State of NY v. Solvent Chemical Co., Inc.

Decision Date31 January 1995
Docket NumberNo. 83-CV-1401C.,83-CV-1401C.
CitationState of NY v. Solvent Chemical Co., Inc., 875 F. Supp. 1015 (W.D. N.Y. 1995)
PartiesThe STATE OF NEW YORK, Plaintiff, v. SOLVENT CHEMICAL COMPANY, INC., ICC Industries, Inc., Mader Capital Corporation, 3163 Buffalo Avenue Corporation, and Corigan Sanoian, Individually and d/b/a Quad Technologies, Inc., Defendants. SOLVENT CHEMICAL COMPANY, INC., ICC Industries, Inc., and Mader Capital Corporation, Defendants and Third-Party Plaintiffs, v. The UNITED STATES of America, E.I. DuPont de Nemours and Company, Occidental Chemical Corporation, the City of Niagara Falls, New York, Frontenac Environmental Services, Inc., Laidlaw Transportation Company, Ltd., Consolidated Rail Corporation, Bema Company, Ltd., Eastman Kodak Company, and General Motors Corporation, Third-Party Defendants.
CourtU.S. District Court — Western District of New York

COPYRIGHT MATERIAL OMITTED

Damon & Morey (Paul M. Samson, of counsel), Buffalo, NY, for Solvent Chemical Co., Inc.
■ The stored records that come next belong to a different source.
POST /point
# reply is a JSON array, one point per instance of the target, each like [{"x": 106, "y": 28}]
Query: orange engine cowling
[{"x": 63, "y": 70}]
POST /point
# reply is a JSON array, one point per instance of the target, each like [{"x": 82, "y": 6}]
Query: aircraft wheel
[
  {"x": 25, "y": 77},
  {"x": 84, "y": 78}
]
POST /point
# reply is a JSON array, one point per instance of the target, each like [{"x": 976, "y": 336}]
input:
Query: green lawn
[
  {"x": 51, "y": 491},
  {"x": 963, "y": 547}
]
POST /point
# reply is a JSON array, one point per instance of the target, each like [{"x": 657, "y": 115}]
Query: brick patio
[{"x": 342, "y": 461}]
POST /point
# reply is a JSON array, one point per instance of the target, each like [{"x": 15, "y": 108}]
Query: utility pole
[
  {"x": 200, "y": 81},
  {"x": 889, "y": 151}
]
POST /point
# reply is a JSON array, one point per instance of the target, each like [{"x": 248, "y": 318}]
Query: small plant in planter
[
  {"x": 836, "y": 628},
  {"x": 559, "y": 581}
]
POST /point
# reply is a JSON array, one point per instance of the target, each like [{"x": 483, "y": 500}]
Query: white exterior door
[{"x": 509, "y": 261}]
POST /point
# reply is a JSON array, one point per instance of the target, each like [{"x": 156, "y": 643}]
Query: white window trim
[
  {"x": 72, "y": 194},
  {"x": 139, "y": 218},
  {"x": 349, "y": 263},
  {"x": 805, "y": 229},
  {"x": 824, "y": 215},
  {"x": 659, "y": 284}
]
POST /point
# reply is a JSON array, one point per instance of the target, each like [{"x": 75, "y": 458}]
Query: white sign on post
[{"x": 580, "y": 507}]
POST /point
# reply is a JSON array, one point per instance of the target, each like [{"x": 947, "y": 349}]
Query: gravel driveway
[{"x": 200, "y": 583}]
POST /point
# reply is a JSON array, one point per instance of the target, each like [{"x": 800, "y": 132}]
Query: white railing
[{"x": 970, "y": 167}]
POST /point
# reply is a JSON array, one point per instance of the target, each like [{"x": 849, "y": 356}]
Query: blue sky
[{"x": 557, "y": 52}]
David Calverly, Buffalo, NY, for ICC Industries, Inc.

Duke, Holtzman, Yaeger & Photiadis (Peter G. Ruppar, and James L. Duke, of counsel), Buffalo, NY, for Mader Capital Corp.

Harris Beach & Wilcox (Henry W. Killeen, III, of counsel), Hamburg, NY, for Laidlaw Transp. Co., Ltd.

CURTIN, District Judge.

On July 19, 1994, third-party defendant Laidlaw Inc. ("Laidlaw") filed a motion to dismiss, with prejudice, the amended third-party complaints of Solvent Chemical Co., Inc. ("Solvent"), Item 179, Mader Capital, Inc. ("Mader"), Item 181, and ICC Industries, Inc. ("ICC"), Item 183. Item 240. Oral argument was held on December 16, 1994. For the reasons given below, Laidlaw's motion is denied.

BACKGROUND

Plaintiff, the State of New York, filed suit on December 9, 1983, against Solvent, Mader, ICC, and three other defendants, under the Comprehensive Environmental Response, Compensation, and Liability Act ("CERCLA"), 42 U.S.C. § 9601 et seq., and related state law for the costs of investigation and clean-up of a site located at 3163 Buffalo Avenue, Niagara Falls, New York. Item 1. In June, 1986, Solvent, Mader, and ICC filed third-party complaints asserting CERCLA contribution and related claims against various third-party defendants. Items 42-44. No claims were asserted against Laidlaw at that time.

A remedial investigation of the site by certain of the defendants and third-party defendants resulted in a report to the State of New York in 1991. The State subsequently hired a contractor to conduct further investigative work, analysis, and a feasibility study. Meanwhile, only limited progress has been made in this litigation. Over the years some discovery has been carried out; however, even now it appears to be far from complete.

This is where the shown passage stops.